Conducta ante un dolor abdominal:

• Primero, lo más importante es evitar la automedicación (consumir medicamentos como analgésicos o antiespasmódicos que se tengan en casa o que hayan sido prescritos para un familiar o un amigo), también hay que evitar el concurrir a una farmacia y requerir un medicamento para el dolor abdominal o los otros síntomas de la apendicitis.
• Segundo, considerar que las causas más comunes y benignas de dolor abdominal (cólico intestinal o de causa biliar) que son originadas mayormente por excesos en calidad o cantidad de la ingesta de alimentos ceden de manera espontánea al cabo de un par de horas. La apendicitis aguda presenta dolor continuo y que va aumentando su intensidad y se focaliza en la parte derecha baja del abdomen.
• Tercero, con dolor abdominal de las características mencionadas es importante acudir prontamente a un centro médico para que un profesional realice el examen médico respectivo y determine si es necesario realizar exámenes complementarios (hemograma, radiografía de abdomen, ecografía, etc.) y ser valorado por un cirujano especialista para que se determine el diagnóstico y la resolución del problema.
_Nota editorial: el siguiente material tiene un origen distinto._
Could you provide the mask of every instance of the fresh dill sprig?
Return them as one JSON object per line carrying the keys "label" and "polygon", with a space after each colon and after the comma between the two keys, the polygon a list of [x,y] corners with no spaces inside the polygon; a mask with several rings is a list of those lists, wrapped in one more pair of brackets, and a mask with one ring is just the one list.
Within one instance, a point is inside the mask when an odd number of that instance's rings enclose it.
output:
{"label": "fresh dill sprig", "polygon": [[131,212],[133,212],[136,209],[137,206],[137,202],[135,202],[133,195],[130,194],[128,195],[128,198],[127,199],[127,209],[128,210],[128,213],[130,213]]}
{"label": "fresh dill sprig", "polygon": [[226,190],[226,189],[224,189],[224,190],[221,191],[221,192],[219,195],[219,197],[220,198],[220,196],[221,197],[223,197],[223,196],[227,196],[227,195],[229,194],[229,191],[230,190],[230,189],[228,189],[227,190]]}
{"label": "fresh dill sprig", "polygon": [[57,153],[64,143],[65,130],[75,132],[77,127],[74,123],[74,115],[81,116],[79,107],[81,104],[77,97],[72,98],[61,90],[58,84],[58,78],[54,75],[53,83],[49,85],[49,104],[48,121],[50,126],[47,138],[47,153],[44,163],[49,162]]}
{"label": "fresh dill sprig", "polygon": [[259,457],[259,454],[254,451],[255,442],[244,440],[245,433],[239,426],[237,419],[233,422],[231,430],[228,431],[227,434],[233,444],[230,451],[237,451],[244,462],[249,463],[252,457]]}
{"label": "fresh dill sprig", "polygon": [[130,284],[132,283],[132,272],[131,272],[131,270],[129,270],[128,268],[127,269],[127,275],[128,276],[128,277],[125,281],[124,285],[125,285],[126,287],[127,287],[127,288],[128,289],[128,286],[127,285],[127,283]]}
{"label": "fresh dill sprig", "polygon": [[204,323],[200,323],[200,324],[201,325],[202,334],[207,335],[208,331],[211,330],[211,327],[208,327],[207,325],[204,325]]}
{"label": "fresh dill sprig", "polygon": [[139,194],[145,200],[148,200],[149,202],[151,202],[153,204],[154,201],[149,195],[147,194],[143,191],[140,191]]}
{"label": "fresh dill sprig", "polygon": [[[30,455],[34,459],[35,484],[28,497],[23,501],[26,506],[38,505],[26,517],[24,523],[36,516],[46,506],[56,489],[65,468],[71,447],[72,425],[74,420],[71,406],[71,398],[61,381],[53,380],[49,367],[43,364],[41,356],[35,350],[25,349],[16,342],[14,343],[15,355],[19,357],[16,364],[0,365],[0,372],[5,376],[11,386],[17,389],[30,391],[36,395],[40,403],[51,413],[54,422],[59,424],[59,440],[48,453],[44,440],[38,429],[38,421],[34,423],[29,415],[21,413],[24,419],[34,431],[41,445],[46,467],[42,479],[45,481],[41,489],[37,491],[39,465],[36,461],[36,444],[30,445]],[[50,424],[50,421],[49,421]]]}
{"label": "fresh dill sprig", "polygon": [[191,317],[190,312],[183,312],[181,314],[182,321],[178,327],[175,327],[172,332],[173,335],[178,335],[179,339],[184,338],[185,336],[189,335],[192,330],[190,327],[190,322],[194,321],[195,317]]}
Es importante el considerar acudir a un centro que cuente con los medios diagnósticos y recursos adecuados para una cirugía abdominal.

Apendicitis en datos:

• La apendicitis aguda una vez que se inicia, no se detiene hasta su complicación.
• La evolución es hacia una Peritonitis Generalizada que es una infección grave del abdomen y puede causar la muerte, en casos aislados, el organismo se defiende formando un absceso apendicular crónico, que produce una infección menos grave que también debe ser tratada.
• No existe nada, en la práctica, que se pueda hacer para prevenir una apendicitis, salvo, quizás, seguir una dieta rica en fibra, con el fin de favorecer el tránsito intestinal.
• Se aconseja realizar la apendicectomía “sin apendicitis”, en personas que viajan por largos periodos y trabajan o viven en zonas alejadas de ciudades o centros hospitalarios, el ejemplo más claro son los astronautas o marineros.
• Es posible realizar “apendicectomía”, en cirugías abdominales electivas (que no son de urgencia), siempre y cuando no incremente el riesgo o complicaciones de la enfermedad que es motivo de la cirugía.